In our view, the authoritative pronouncement of this court in Nizamuddin's case (supra) is complete answer to all the questions raised before us in this appeal. The entries in the revenue record regarding the category/nature of the land in the revenue record is conclusive therefore, the Advisory Committee had no jurisdiction to treat the land in question as “siway chak “ available for allotment. The land which forms part of the public way is not available for use for any other purpose therefore, the allotment of the land in question made in favour of the appellants' father by the Advisory Committee was ex facie illegal and thus, the cancellation of the allotment made in favour of the appellants' father cannot be faulted with. 15. The alternative contention raised on behalf of the appellants that they are in possession of the land and are cultivating the same for years together therefore, they should not be divested of the same at this stage, is also devoid of any merit inasmuch as, that the appellants are continuing in possession of the interim order granted by the Board of Revenue and this court which does not create any right in their favour for regularisation of the possession thereof.
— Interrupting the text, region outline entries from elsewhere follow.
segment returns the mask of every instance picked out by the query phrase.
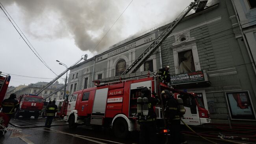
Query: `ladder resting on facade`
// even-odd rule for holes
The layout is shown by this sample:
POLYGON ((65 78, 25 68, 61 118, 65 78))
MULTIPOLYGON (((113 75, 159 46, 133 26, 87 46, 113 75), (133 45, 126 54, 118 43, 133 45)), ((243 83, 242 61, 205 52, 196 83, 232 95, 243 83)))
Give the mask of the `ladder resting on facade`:
POLYGON ((200 11, 203 9, 208 0, 198 0, 192 2, 180 14, 177 18, 167 27, 150 45, 128 67, 122 75, 133 73, 136 72, 147 59, 159 47, 161 43, 167 38, 176 27, 182 19, 184 18, 190 11, 196 8, 196 11, 200 11))

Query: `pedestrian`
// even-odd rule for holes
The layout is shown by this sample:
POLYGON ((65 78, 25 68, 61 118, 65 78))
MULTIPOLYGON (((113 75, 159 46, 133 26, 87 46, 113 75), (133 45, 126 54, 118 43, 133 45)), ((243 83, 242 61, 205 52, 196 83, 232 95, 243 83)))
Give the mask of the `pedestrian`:
POLYGON ((46 119, 46 121, 45 121, 45 126, 46 128, 51 127, 52 120, 55 115, 55 113, 58 109, 58 107, 55 104, 55 101, 50 101, 45 109, 46 116, 47 117, 46 119))
POLYGON ((161 81, 166 85, 168 85, 171 80, 170 75, 169 73, 169 68, 170 67, 167 65, 163 68, 160 68, 158 72, 158 74, 160 76, 161 81))
POLYGON ((4 100, 2 103, 2 112, 8 115, 10 119, 14 117, 17 110, 20 107, 19 102, 15 99, 16 98, 16 95, 11 94, 9 98, 4 100))
POLYGON ((148 106, 148 114, 147 116, 142 114, 139 117, 140 129, 139 144, 156 144, 156 115, 154 112, 153 107, 157 105, 160 101, 157 98, 156 95, 155 97, 151 97, 151 90, 148 87, 143 88, 141 93, 143 99, 144 97, 148 99, 148 103, 144 104, 148 106))
POLYGON ((180 117, 178 101, 169 90, 165 90, 161 93, 166 101, 165 117, 167 119, 167 128, 170 130, 168 144, 187 144, 180 133, 180 117))

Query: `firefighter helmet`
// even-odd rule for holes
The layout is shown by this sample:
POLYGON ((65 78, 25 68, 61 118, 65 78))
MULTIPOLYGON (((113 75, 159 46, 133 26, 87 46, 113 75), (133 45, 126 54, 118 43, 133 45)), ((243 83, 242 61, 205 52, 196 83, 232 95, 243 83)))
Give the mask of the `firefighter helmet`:
POLYGON ((141 93, 142 93, 142 96, 144 97, 148 97, 150 95, 151 90, 148 87, 145 87, 141 90, 141 93))
POLYGON ((10 98, 11 99, 15 99, 16 98, 16 94, 11 94, 10 95, 10 98))
POLYGON ((173 96, 173 93, 171 92, 170 90, 164 90, 162 91, 162 94, 165 94, 166 95, 166 96, 167 97, 172 97, 173 96))
POLYGON ((48 104, 51 104, 52 103, 52 100, 50 100, 49 101, 49 103, 48 103, 48 104))

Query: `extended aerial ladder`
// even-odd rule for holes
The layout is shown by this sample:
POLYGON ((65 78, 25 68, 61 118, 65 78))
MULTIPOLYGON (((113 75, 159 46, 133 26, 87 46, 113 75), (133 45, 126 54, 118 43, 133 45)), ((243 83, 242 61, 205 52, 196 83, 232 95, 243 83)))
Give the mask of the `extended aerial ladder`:
POLYGON ((180 15, 171 23, 162 33, 154 40, 150 45, 127 68, 121 76, 106 77, 101 79, 95 80, 93 81, 96 84, 100 83, 108 83, 117 81, 121 79, 130 79, 136 77, 145 76, 148 74, 148 72, 142 72, 135 73, 151 54, 160 46, 179 23, 192 9, 196 13, 202 11, 206 7, 208 0, 197 0, 192 2, 187 7, 180 15))
MULTIPOLYGON (((49 82, 49 83, 47 83, 47 84, 43 88, 42 88, 41 90, 39 90, 39 91, 36 92, 34 94, 35 94, 35 95, 38 95, 39 94, 40 94, 44 90, 45 90, 45 89, 47 88, 48 87, 49 87, 52 84, 54 83, 54 82, 55 82, 55 81, 56 81, 57 79, 59 79, 64 74, 65 74, 65 73, 66 73, 66 72, 67 72, 67 71, 69 70, 69 69, 70 69, 70 68, 71 68, 72 67, 74 67, 74 65, 76 65, 78 64, 79 62, 80 62, 81 60, 82 60, 82 59, 84 59, 85 61, 87 59, 87 56, 88 56, 88 55, 87 54, 85 54, 85 55, 82 55, 82 58, 80 59, 79 59, 79 60, 78 60, 77 61, 76 61, 74 64, 73 65, 72 65, 71 67, 68 68, 67 70, 65 70, 65 71, 62 72, 62 73, 60 74, 58 76, 57 76, 56 77, 55 77, 54 79, 53 79, 51 81, 49 82)), ((62 88, 64 88, 64 86, 63 86, 63 87, 62 87, 62 88)), ((50 95, 47 95, 45 97, 47 97, 47 98, 48 98, 48 97, 50 97, 51 95, 52 95, 53 94, 54 94, 55 93, 59 91, 59 90, 61 90, 61 89, 58 89, 54 91, 54 92, 53 92, 52 93, 52 94, 50 94, 50 95)), ((47 98, 46 98, 45 97, 44 98, 44 99, 45 99, 47 98)))
POLYGON ((160 46, 179 23, 192 9, 196 13, 202 11, 206 7, 208 0, 197 0, 192 2, 187 7, 180 15, 171 23, 162 33, 154 40, 150 45, 127 68, 121 76, 106 77, 101 79, 95 80, 93 81, 96 84, 100 83, 108 83, 121 79, 130 79, 136 77, 145 76, 148 74, 148 72, 135 73, 145 61, 160 46))
POLYGON ((161 43, 172 32, 181 20, 193 9, 196 12, 202 10, 206 5, 208 0, 196 0, 192 2, 180 14, 174 21, 167 27, 162 33, 154 40, 151 45, 141 54, 136 59, 124 72, 122 75, 133 73, 138 70, 144 62, 160 46, 161 43))

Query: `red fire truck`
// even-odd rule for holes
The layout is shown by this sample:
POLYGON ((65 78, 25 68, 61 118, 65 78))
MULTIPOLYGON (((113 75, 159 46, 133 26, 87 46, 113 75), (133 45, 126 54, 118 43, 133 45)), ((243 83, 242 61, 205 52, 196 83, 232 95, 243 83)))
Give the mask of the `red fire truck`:
POLYGON ((19 96, 18 100, 20 108, 15 115, 15 118, 20 115, 26 118, 30 118, 32 116, 33 116, 35 119, 38 118, 39 112, 44 105, 42 97, 31 94, 22 95, 19 96))
MULTIPOLYGON (((0 72, 0 106, 4 99, 4 96, 10 82, 11 76, 4 75, 0 72)), ((1 109, 1 107, 0 107, 1 109)), ((0 135, 2 135, 6 131, 5 128, 8 126, 10 118, 5 113, 0 112, 0 135)))
MULTIPOLYGON (((162 83, 156 82, 156 76, 150 75, 76 92, 69 103, 64 121, 69 122, 70 129, 74 129, 78 125, 111 126, 116 136, 125 137, 129 131, 139 130, 137 99, 141 96, 142 89, 147 86, 151 88, 152 92, 158 94, 159 92, 169 89, 180 94, 184 101, 188 101, 185 106, 187 115, 184 119, 188 124, 210 122, 208 111, 199 106, 195 94, 171 88, 162 83)), ((164 128, 162 108, 156 106, 155 110, 158 123, 162 124, 158 126, 158 128, 164 128)))

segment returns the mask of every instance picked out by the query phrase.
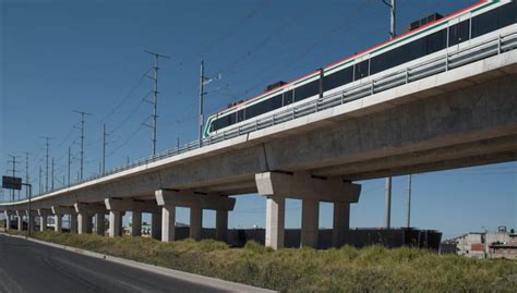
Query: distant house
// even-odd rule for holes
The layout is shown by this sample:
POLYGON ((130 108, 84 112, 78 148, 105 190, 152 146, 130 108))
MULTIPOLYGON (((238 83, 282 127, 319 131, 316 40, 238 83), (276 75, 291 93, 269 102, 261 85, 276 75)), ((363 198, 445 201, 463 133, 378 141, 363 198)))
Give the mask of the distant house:
POLYGON ((458 255, 471 258, 517 259, 517 234, 500 227, 496 232, 470 232, 456 239, 458 255))
POLYGON ((506 243, 494 242, 489 245, 489 248, 492 258, 517 259, 517 234, 510 233, 506 243))

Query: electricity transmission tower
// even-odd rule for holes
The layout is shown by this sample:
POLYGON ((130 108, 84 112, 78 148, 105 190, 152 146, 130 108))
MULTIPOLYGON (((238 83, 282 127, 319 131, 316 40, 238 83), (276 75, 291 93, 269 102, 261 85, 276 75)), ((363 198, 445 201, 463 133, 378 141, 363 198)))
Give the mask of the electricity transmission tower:
POLYGON ((76 111, 74 110, 75 113, 81 114, 81 158, 80 158, 80 180, 83 180, 83 172, 84 172, 84 117, 85 115, 91 115, 91 113, 86 113, 83 111, 76 111))
POLYGON ((144 50, 144 52, 148 53, 148 54, 152 54, 154 58, 155 58, 155 64, 153 66, 154 71, 155 71, 155 75, 154 76, 148 76, 147 74, 145 74, 146 77, 151 78, 154 81, 154 90, 153 90, 153 101, 148 101, 153 105, 153 114, 152 114, 152 118, 153 118, 153 125, 147 125, 147 126, 151 126, 153 129, 153 155, 156 155, 156 142, 157 142, 157 131, 158 131, 158 124, 157 124, 157 119, 158 119, 158 70, 159 70, 159 66, 158 66, 158 60, 159 58, 166 58, 166 59, 170 59, 170 57, 168 56, 165 56, 165 54, 159 54, 159 53, 156 53, 156 52, 151 52, 151 51, 147 51, 147 50, 144 50))
MULTIPOLYGON (((382 0, 385 5, 389 8, 389 38, 393 39, 396 36, 395 32, 395 12, 396 12, 396 1, 382 0)), ((384 225, 386 229, 389 229, 392 225, 392 176, 386 178, 385 180, 385 213, 384 213, 384 225)))
MULTIPOLYGON (((13 169, 11 169, 12 171, 12 176, 15 178, 16 176, 16 158, 19 158, 17 156, 13 156, 13 155, 8 155, 9 157, 11 157, 12 159, 8 161, 8 164, 11 163, 13 169)), ((14 190, 11 190, 11 200, 14 202, 14 195, 15 195, 15 192, 14 190)))
POLYGON ((49 136, 41 136, 41 138, 45 139, 45 146, 46 146, 46 156, 45 156, 45 192, 48 192, 48 156, 49 156, 49 146, 50 146, 50 139, 53 139, 52 137, 49 136))

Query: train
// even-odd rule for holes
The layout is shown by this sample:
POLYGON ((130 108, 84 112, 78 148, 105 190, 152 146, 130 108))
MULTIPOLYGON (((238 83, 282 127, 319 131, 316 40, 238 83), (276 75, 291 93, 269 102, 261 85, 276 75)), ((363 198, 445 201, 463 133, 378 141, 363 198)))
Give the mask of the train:
POLYGON ((346 86, 369 83, 424 58, 459 50, 515 23, 517 2, 512 0, 482 0, 447 16, 431 14, 412 22, 402 35, 290 83, 273 84, 266 91, 212 114, 203 137, 211 139, 244 123, 338 93, 346 86))

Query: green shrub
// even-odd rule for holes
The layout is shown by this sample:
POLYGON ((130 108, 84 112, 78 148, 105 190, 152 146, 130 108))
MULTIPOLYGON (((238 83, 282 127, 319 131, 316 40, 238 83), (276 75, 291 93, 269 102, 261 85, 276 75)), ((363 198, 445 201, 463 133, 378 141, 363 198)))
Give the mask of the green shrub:
MULTIPOLYGON (((13 233, 17 233, 13 231, 13 233)), ((281 292, 517 292, 517 261, 383 246, 275 252, 256 242, 34 233, 34 237, 281 292)))

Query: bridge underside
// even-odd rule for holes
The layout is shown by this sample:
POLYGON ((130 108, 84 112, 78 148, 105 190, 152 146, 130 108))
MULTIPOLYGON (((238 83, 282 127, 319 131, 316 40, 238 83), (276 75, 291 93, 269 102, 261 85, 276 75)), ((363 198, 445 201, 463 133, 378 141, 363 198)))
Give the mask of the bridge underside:
MULTIPOLYGON (((268 198, 266 243, 278 248, 285 198, 296 197, 303 203, 301 243, 314 246, 322 200, 335 204, 334 240, 342 243, 340 229, 348 227, 349 205, 360 192, 350 182, 513 160, 517 160, 515 50, 156 166, 137 167, 134 173, 124 171, 46 195, 34 200, 33 208, 96 203, 103 205, 104 217, 105 199, 131 199, 121 202, 121 209, 109 206, 110 222, 117 223, 111 235, 120 232, 125 210, 145 211, 154 215, 153 227, 161 224, 165 241, 175 237, 176 206, 191 207, 194 239, 200 235, 200 210, 208 208, 217 210, 217 233, 223 237, 235 202, 220 196, 260 193, 268 198), (158 194, 161 211, 156 206, 158 194)), ((26 203, 0 206, 25 208, 26 203)), ((76 212, 88 219, 93 211, 76 212)))

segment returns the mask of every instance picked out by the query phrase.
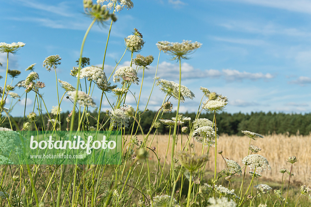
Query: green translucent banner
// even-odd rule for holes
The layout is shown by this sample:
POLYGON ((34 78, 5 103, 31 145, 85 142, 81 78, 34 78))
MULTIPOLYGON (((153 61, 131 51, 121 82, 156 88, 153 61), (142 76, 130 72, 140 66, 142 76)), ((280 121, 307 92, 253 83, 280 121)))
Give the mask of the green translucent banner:
POLYGON ((120 131, 0 131, 0 164, 117 165, 120 131))

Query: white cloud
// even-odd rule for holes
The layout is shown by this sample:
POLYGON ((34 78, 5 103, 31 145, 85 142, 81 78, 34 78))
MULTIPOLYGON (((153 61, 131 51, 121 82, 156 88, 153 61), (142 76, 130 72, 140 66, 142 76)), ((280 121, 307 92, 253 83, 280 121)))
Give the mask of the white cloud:
POLYGON ((260 105, 259 104, 253 101, 250 102, 241 99, 234 100, 229 102, 228 104, 239 107, 246 107, 260 105))
POLYGON ((305 84, 311 83, 311 78, 306 76, 300 76, 295 80, 290 81, 289 83, 298 84, 302 86, 304 86, 305 84))
POLYGON ((265 41, 262 40, 223 38, 218 37, 214 37, 213 39, 215 40, 222 42, 256 46, 260 46, 267 44, 265 41))
POLYGON ((285 106, 309 106, 309 105, 306 103, 297 103, 295 102, 289 102, 285 104, 285 106))

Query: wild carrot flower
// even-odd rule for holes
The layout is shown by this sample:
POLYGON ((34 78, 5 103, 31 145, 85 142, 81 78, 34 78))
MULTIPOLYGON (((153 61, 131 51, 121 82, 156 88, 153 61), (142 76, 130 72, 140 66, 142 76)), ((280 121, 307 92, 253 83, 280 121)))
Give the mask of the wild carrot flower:
POLYGON ((167 207, 171 206, 172 207, 179 207, 177 202, 175 199, 173 199, 173 202, 171 204, 171 196, 167 195, 157 196, 153 198, 153 205, 154 207, 167 207))
MULTIPOLYGON (((217 135, 217 138, 219 136, 217 135)), ((197 128, 193 131, 192 137, 194 140, 202 143, 205 146, 215 144, 215 130, 210 126, 202 126, 197 128)))
POLYGON ((190 173, 204 165, 208 160, 207 156, 197 155, 194 153, 188 154, 183 152, 179 154, 179 162, 190 173))
MULTIPOLYGON (((174 128, 175 126, 175 123, 176 122, 175 121, 171 120, 169 119, 159 119, 159 121, 163 123, 165 125, 167 125, 168 127, 170 128, 174 128)), ((178 124, 179 125, 182 125, 184 124, 183 121, 179 121, 178 122, 178 124)))
POLYGON ((120 68, 115 72, 114 75, 114 82, 120 82, 121 78, 123 80, 122 84, 124 82, 129 82, 138 85, 139 82, 136 71, 134 68, 128 66, 120 68))
MULTIPOLYGON (((70 96, 70 98, 72 100, 74 100, 76 98, 76 91, 68 91, 67 92, 67 93, 70 96)), ((92 98, 85 92, 81 91, 78 91, 77 101, 78 102, 78 103, 81 106, 86 106, 92 107, 96 107, 96 105, 92 98)))
POLYGON ((249 138, 251 138, 255 140, 257 140, 259 138, 263 138, 263 137, 259 134, 252 132, 249 131, 242 131, 242 133, 244 133, 249 138))
POLYGON ((60 56, 58 54, 49 56, 43 61, 43 67, 46 68, 48 71, 50 71, 52 67, 54 66, 56 68, 57 65, 61 64, 61 59, 60 56))
POLYGON ((194 128, 196 129, 202 126, 213 126, 213 122, 205 118, 196 119, 193 122, 194 128))
POLYGON ((62 87, 66 90, 69 91, 73 91, 76 90, 76 88, 72 86, 72 85, 69 83, 63 81, 58 79, 58 82, 60 83, 62 87))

Moreover, the allotment of the land which forms part of the public way made in favour of the appellants' father is void ab initio and the same cannot be permitted to be regularised. The decisions of the Hon'ble Supreme Court in Brij Lal's case (supra) also does not help the appellants in any manner inasmuch as, in the said matter, an allotment made in favour of a minor which was not obtained by making any false declaration as to the age was protected by the court keeping in view the fact that the land was being cultivated by the allottee for over a period of two decades. It was not the case wherein an allotment of land for being part of the public way was ordered to be regularised by the Hon'ble Apex Court . 16. For the aforementioned reasons, we do not find any error in the order impugned passed by the learned Single Judge warranting interference by us in this intra court appeal. 17. In the result, the special appeal fails, it is hereby dismissed. No order as to costs.